Hey, I made a rhyme!
This is the swing season in the food world. If you follow the seasons, summer is over except for the stray ripe tomato you’ve been hoarding (here’s mine). Eat it sliced with just a sprinkling of salt and pepper because you won’t taste anything like it until next June. That last bite always makes me a little sad.
But there’s a ying and yang to everything and one of the joys of fall is feeling like you’ve got to have something with substance in your belly. Somehow you expend more calories shivering your way to the shower in the morning. Or maybe you put on your overalls (my favorite uniform) and there’s just a little more space to fill out than in your summer shorts.
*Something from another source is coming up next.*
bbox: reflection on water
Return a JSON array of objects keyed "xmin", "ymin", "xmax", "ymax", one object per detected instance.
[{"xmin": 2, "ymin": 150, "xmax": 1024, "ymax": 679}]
So here we go with skillet potatoes. Terrell asked me the other day what the difference was between a frying pan and a skillet. I told him that you use a frying pan if you live in Des Moines and a skillet if you live in Birmingham. I think that just about says it all. The best skillet, of course, is cast iron but I’ll tell you a secret. They’re a bear to wash. Well, you don’t really wash them. You wipe them out with a paper towel. That probably brings up all kinds of food borne illness questions, but nobody in my house has ever gotten sick from a cast iron skillet. Personally, I don’t think we have enough germs in our lives. That’s why people get sick all the time.
But I digress. Skillet potatoes. You start out with new potatoes. Yukon, red-skinned, doesn’t matter, but the waxy ones. Cut them into little cubes and boil them in water until they’re tender. Then you put some bacon grease in a skillet. You know to keep bacon grease in a jar in the refrigerator, don’t you? Add some diced onion and red pepper. Sprinkle with a goodly amount of salt and pepper. And here’s the key. Add some kind of pig. It can be bacon, always a good choice. The other night I added some capicola, which is a spicy Italian version of bacon that Mark got at the Publix because he just wanted to try it. It turned out pretty good.
Now’ here’s the key. Get everything good and browned. Skillet potatoes are good when you’re having breakfast or breakfast for supper. They’re creamy and crunchy all at the same time. The perfect way to start battening down the hatches for winter.